Three cheers for Southwest Airlines!
The no-frills carrier did what no other airline had the courage to do: it stopped paying commissions on ticket sales made through the Internet, online services, cable networks, and other forms of consumer-direct electronic commerce.
Painful as it is may be, the Dallas airline’s decision was necessary for interactive travel, because it suggests there is a better way to sell tickets than through the antiquated, corruption-prone “agent commission” model.
Earlier moves by American Airlines, United Airlines, Northwest Airlines, KLM Royal Dutch Airlines, Continental Airlines, and Delta Air Lines to limit Internet commissions only confused the issue. By quietly imposing caps of $10 or more, they gave agents a false hope that the old system was salvageable.
It isn’t. Just ask George Newsom, president of now-defunct PCTravel, who shuttered his site after the latest round of online commission cuts. “I’m not sure that this is a business that is viable,” Newsom said after closing shop.
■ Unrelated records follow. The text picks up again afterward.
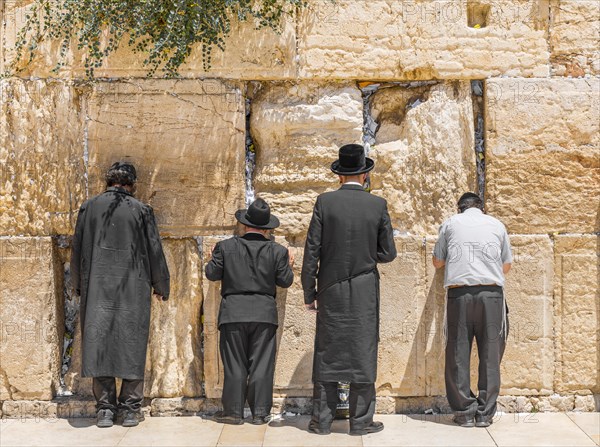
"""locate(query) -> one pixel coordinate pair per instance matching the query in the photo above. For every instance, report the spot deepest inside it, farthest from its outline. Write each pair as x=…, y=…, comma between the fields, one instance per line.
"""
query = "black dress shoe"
x=223, y=418
x=481, y=421
x=105, y=418
x=464, y=421
x=373, y=427
x=259, y=420
x=314, y=428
Southwest is picking up the baton of leadership from those who dropped it. Delta, the first carrier to cut agency commissions in 1995, probably fumbled the proverbial torch into Kevin Mitchell’s hands at Business Travel Contractors Corp., who was then leading the fight to overhaul the commission structure. Mitchell faded into obscurity and now Southwest is showing the way toward an uncertain future.
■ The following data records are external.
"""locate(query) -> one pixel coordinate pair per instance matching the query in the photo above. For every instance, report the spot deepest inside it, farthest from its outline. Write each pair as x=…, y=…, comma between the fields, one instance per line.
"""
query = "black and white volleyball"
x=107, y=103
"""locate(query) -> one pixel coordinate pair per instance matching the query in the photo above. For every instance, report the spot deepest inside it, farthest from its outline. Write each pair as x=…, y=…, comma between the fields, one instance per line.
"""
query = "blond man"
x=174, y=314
Hard to believe that Herb Kelleher’s maverick carrier, a constant thorn in the side of the CRSs, is setting the pace for the travel industry. But then again, for anyone who is familiar with Southwest, it shouldn’t come as a surprise. The legendary “www.iflyswa.com” site was one of the first, and some say is still the best, airline Web site. And an impressive half of the carrier’s tickets are electronic today, giving it the distinction of being the most paperless U.S. airline.
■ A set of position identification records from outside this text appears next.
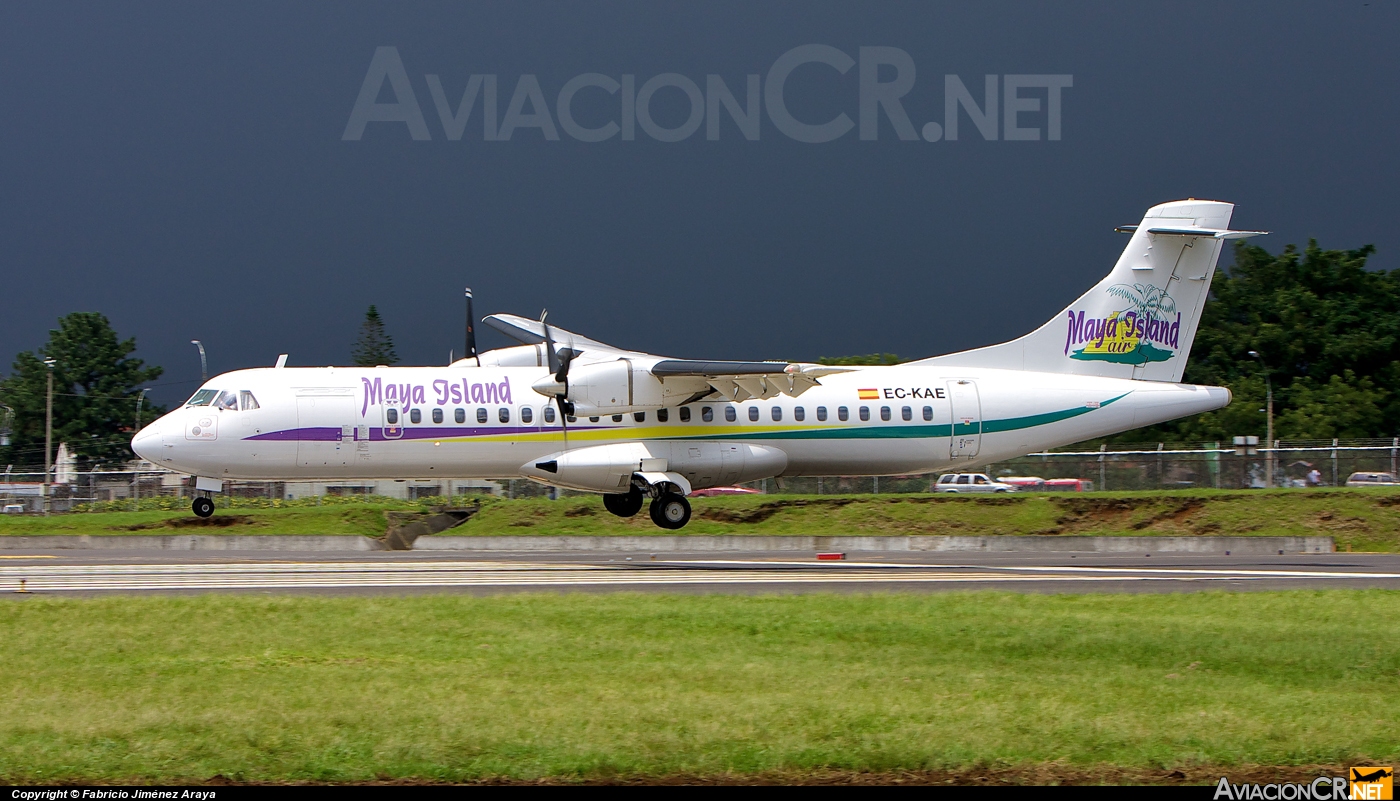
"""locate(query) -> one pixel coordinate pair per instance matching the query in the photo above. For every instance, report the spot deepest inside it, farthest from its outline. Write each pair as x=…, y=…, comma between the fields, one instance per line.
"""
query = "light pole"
x=203, y=363
x=1269, y=409
x=48, y=440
I think the best is yet to come from Love Field. Southwest has promised to maintain the traditional 10 percent commission structure through at least 2000 for bookings made by travel agents. I suspect that on Jan. 1, 2001, the carrier will be the first major airline to eliminate commissions entirely, ushering in a new era of travel distribution.
Unless Southwest drops the baton – and I doubt it will – we should start asking ourselves what will replace the commission system. Is a fee-based order feasible? Not in the leisure market. American Express tested fees for some of its customers in 1995 and met a wall of resistance.
Maybe the industry will switch to a wholesale model, in which airlines sell a block of tickets to agencies at a fixed price and the agents then resell the tickets at a profit. It’s an approach that has worked in other businesses and, with the right incentives, could work for both real and virtual travel agencies.
Either way, there must be something better than what we’ve got now. Perhaps Southwest will show the way.
Christopher Elliott is the author of Scammed: How to Save Your Money and Find Better Service in a World of Schemes, Swindles, and Shady Deals. Critics have called it “eye-opening” and “inspiring” — it’ll “grab your attention and won’t let go.” Order your copy now on Amazon, Barnes & Noble or iTunes.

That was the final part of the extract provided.